If you think you will earn more than the PSA allows, I’d encourage you to just check you need that much money in cash. The general rule is you only need three to six months of emergency expenses available, or money for any short-term goals (eg a new car, house deposit, a holiday).

Beyond that you’re better off putting surplus money into your pension, investing or even overpaying your mortgage.

If, after all of these, you still have enough in cash that you’ll go over your PSA, then yes go for a Cash ISA.

5 thoughts on “Irrelevant Savings Accounts: Do you need a Cash ISA?

  1. The NatWest and RBS digital saver rates have gone up, they’re now 3.25%

  2. If someone earns e.g. £5000 salary and 1200 interest on non-IFISA p2p investments in a year then does she pay 0 income tax because the total income is less than 12500, or does she pay 0% on 1000 of the interest, but 20% on the £200 interest that is above the threshold of £1000?
    Thanks a lot

  3. ISAs were introduced in 1999 by Gordon Brown and subscription limits have always gone up.
    The Personal Savings Allowance was introduced in 2016 by George Osborne.
    Yes, ISA rates, especially compared to the PSA are derisory.
    Whether you make the most of the allowance or not should have a lot to do with what you’re saving for.
    If you’re actually saving for something specific (car, holiday of a lifetime, etc.) then you may be better off utilising the slightly higher paying fixed term accounts.
    I believe that cash ISAs should be part of a portfolio, where you’re just saving, like me for less stress later on.
    Time has yet to tell what will happen to the PSA rates or even if successive governments will keep it or ditch it.
    Right now, I trust in ISAs staying around for a lot longer and I’m prepared to live with the slightly lesser pitiful return.

  4. Hello, I have already paid my full £20,000 ISA allowance into a new Cash ISA account this tax year with TSB. Would it be possible to also set up a new Nationwide Cash ISA account this tax year to transfer in money from a Santander ISA account that I set up in the last tax year and only paid in to during the last tax year?
    I realise that this would mean setting up two cash ISA accounts in the same tax year, but one is with “new money” from this tax year, and one would be with “old money” from the previous tax year. Would that still be acceptable within the ISA rules with no penalty fees or loss of interest or tax?

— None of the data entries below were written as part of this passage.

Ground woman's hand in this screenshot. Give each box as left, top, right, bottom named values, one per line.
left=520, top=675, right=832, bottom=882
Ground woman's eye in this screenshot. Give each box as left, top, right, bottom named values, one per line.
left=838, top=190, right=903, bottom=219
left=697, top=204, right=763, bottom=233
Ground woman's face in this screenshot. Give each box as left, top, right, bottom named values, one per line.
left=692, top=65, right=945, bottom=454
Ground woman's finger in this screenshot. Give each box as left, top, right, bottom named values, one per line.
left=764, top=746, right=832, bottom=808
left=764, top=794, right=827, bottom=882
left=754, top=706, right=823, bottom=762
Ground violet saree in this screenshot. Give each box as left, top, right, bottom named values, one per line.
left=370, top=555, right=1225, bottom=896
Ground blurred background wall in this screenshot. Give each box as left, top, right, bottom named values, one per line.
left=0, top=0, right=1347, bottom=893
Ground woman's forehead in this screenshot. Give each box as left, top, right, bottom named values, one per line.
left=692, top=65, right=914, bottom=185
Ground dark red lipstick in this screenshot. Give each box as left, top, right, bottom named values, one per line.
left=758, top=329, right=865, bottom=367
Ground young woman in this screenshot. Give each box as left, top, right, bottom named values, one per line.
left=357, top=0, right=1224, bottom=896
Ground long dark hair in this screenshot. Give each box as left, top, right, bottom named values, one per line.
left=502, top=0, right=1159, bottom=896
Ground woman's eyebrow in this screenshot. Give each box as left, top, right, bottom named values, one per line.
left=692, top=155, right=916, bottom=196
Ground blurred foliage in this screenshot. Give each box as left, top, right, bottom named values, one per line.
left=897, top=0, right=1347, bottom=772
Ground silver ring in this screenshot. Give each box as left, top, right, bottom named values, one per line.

    1. I find that many articles, every year, again and again, make statements offering advise that you can only open one cash ISA in a tax year. What should be written should be more on the lines of; you can only subscribe to one cash ISA in a tax year. This is what you have already done with the TSB.
      If you also want to transfer your Santander ISA to a Nationwide ISA you will need to complete a Nationwide ISA transfer form. On this form you’ll need to complete the Santander account details as well as the new Nationwide ISA account number. To obtain an account number you’ll need to open a new account (without depositing any other funds). Transferring an ISA is not counted as subscribing or part your annual allowance.
      If you’re in any doubt, speak to Nationwide.